Now let's return to Paul's use of the Hosea passage in 9:25-26. Paul knows what Hosea prophesied--the Israelites who had been sent to Gentiles, who became "not my people" would one day be restored. On that day their status as God's people would be restored--"they will be called 'sons of the living God.'" That is how Paul can use this passage in reference to the Gentiles. He is NOT wrenching Hosea out of context.
I would also refer you to Acts, which I think is aware of Paul's program to bring the lost tribes home.
Why is Paul arrested in the Temple? It is clearly because of his association with the Gentiles (cf. Acts 26:28). Before King Agrippa Paul even explains his mission as a mission to the Gentiles. Relating his vision of the Lord, he explains:
"The Lord said, ‘I am Jesus whom you are persecuting. 16 But rise and stand upon your feet; for I have appeared to you for this purpose, to appoint you to serve and bear witness to the things in which you have seen me and to those in which I will appear to you, 17 delivering you from the people and from the Gentiles—to whom I send you" (Acts 26:15-17).
At the end of the book we read Paul preaching: "Let it be known to you then that this salvation of God has been sent to the Gentiles; they will listen” (Acts 28:28).
But here's what's fascinating. Paul's also understands his mission in terms of the pan-Israelite restoration. Note what Paul says to Agrippa in Acts 26:6-7:
"And now I stand here on trial for hope in the promise made by God to our fathers, 7 to which our twelve tribes hope to attain, as they earnestly worship night and day. And for this hope I am accused by Jews, O king!"

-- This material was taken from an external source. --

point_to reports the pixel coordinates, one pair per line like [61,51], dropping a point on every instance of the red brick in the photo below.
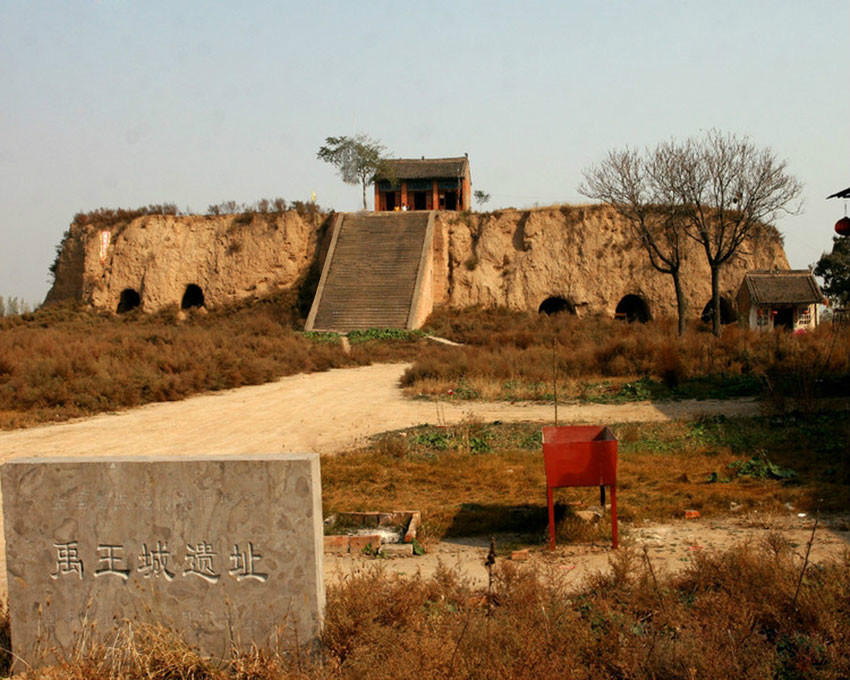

Note: Paul's arrest for his Gentile association is ultimately wrapped up in his ministry to the twelve tribes. Wow! Also see Acts 9:15, where Paul's ministry is described in this way: “Go, for he is a chosen instrument of mine to carry my name before the Gentiles and kings and the sons of Israel..." Paul is going to carry my name before Gentiles, kings, and the sons of Israel.
So much more could be said. Paul goes on to talk about the fact that he has been arrested because of his belief in the resurrection. Clearly this is a reference to Jesus' resurrection. But do not forget that for ancient Jews resurrection was also an image frequently used to describe the restoration of the twelve tribes (e.g., cf. Ezek 37:1-14; Hos 6:1-2). In fact, as James Scott observes, in the ancient literature, the Greek term diaspora was not first used as a reference to "scattered" Israel. It primarily has the meaning of "decomposition" of a body after death. [See James Scott, “Exile and the Self-Understanding of Diaspora Jews,” in Exile: Old Testament, Jewish and Christian Conceptions (Leiden: Brill, 1997), 178-179. So Jesus' resurrection would likely have carried the further restoration implications.
Wish I had more time, but I've got to get back to the dissertation.